Prem otel odasından sıkıldığı için dışarı çıkmış, istemsizce evinin önüne gelmişti. Kapıyı araladı ve içeri adımladı. Ev hala bıraktığı gibiydi. O geceden kalma masaya birkaç tane daha şişe eklenmişti. Boun her gece içtikten sonra masanın başında ağlayarak sızıyordu. Evi asla toplamıyor o gece yaptıkları için suçluluk duymaya devam ediyordu.

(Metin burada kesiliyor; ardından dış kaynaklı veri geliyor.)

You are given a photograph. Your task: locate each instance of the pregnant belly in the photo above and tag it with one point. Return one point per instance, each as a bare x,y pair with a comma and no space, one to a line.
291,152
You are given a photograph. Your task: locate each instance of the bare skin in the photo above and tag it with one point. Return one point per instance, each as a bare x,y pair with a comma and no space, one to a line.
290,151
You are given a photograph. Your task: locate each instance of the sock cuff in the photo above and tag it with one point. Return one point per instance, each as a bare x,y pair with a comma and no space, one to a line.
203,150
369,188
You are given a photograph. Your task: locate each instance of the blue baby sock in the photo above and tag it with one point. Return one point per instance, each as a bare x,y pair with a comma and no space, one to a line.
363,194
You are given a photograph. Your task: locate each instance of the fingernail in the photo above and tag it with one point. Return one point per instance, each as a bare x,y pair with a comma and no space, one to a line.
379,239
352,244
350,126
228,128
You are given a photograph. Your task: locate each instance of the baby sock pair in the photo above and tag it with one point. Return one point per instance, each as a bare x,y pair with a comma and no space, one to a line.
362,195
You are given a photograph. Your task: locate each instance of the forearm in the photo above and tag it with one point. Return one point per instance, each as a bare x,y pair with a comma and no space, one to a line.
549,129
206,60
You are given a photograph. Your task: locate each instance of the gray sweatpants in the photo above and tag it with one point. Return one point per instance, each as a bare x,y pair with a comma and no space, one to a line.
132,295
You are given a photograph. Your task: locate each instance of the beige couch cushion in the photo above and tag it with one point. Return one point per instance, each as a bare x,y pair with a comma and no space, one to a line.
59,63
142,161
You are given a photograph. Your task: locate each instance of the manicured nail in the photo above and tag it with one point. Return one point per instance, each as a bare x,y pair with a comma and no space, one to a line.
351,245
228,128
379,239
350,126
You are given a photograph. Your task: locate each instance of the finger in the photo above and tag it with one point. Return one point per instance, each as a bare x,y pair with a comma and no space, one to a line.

Yatak odası çıkardığı kıyafetler ile dağılmıştı. Köşedeki valizini birkaç eşyası ile doldurdu. Boun olmadığı için şanslıydı. Hızlıca toplanmıştı ki açılan kapı sesi ile durdu. Birkaç adımda odanın ortasına kadar gelen adım sesleri sonrasında büyük gürültü ile çökmüştü. İç çekişleri çok net duyabiliyordu. Boun elindeki bira şişesinden birkaç yudum aldı.
"Bu gece de yaşayabilirim. Bir gün daha sabret Boun. yakında Prem yanında olacak."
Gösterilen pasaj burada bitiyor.